Effects of Sendai quake and what to expect

Staff Reporter

Published: Monday, April 18, 2011

Updated: Monday, April 18, 2011 14:04

After Japan's horrendous 9.0 earthquake and subsequent tsunami, Californian citizens are concerned about what similar disasters might occur in their own quake prone state. People are also running scared over the threat of traveling radiation from the still besieged Fukushima Daiichi nuclear power station in Japan.

So, how prepared is California for a 9.0? Well, according to Dr. Rob Rogers, Assistant Professor of Geology in the Department of Physics and Geology at California State University, Stanislaus: we aren't.

The type of fault that causes 9.0s and up are only observed at subduction zone boundaries such as those in Japan. Here in California, the boundary between the Pacific and North America plates is the San Andreas fault, which extends from near Cape Mendocino southward under San Francisco and from there to east of Los Angeles.

So the most we can expect here would be around an 8.0, which is on par with the great San Francisco earthquake of 1906. U.S. Geological Survey seismologists are certain that a quake near that magnitude will occur in California within the next 30 years.

If we did ever experience a 9.0, MJC Geology Professor Garry Hayes says it would occur at the Cascadia Subduction Zone in northern California, Oregon and Washington ,which can produce a 9.0.

Fortunately for us it wouldn't likely affect the highly populated parts of California, except the low coastal areas that will be subject to tsunami damage.

The likelihood of such an event happening is extremely slim, says Hayes. When discussing the printout of his own seismometer from the period of the Sendai earthquake, he said "it was off the charts." However, we in California did not feel it because "we were slowly moving up and down," meaning the quake had dissipated to the point where our movement though not extreme in nature, was apparent enough to register on the machine.

To put things in perspective, the difference between a 7.0 and an 8.0 is about 10 times. So if a magnitude 7.0 moves the needle on the seismometer one inch, a magnitude 8.0 moves it 10 inches, and the 9.0 moves 100 inches. So one is looking at a difference of 1000 between a magnitude 7.0 and a magnitude 9.0.

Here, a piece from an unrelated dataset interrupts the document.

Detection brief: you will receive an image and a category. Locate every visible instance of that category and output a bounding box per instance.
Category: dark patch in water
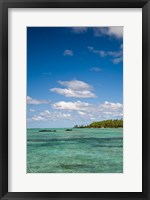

And considering that four weeks after the Sendai earthquake, Japan was hit with another, magnitude 7.1 quake, which caused severe damage and killed three as well as injuring many others, the prospect is rather -- jarring.

How prepared was Japan? Along with stiff construction codes, advances in building materials and techniques, plus a highly advanced earthquake and tsunami warning system, they had just about every advantage, but it still wasn't sufficient protection against a 23 foot high wave of water reaching six miles inland.

Concerning radiation from the Fukushima nuclear reactors, Kory Raftery of PG&E External Communications, and a representative of the two nuclear power plants in California, stated in a March 17 article by John Upton of the Bay Citizen, that we won't really be affected much at all.

What radiation does get here through high altitude wind and storm systems will be so dissipated it would be barely detectible, they allege.

We might as well eat a banana (which contains a minute amount of natural radiation, as do most living things) for all the radiation we'll be hit with. Better bananas than radiated fish caught in the Pacific.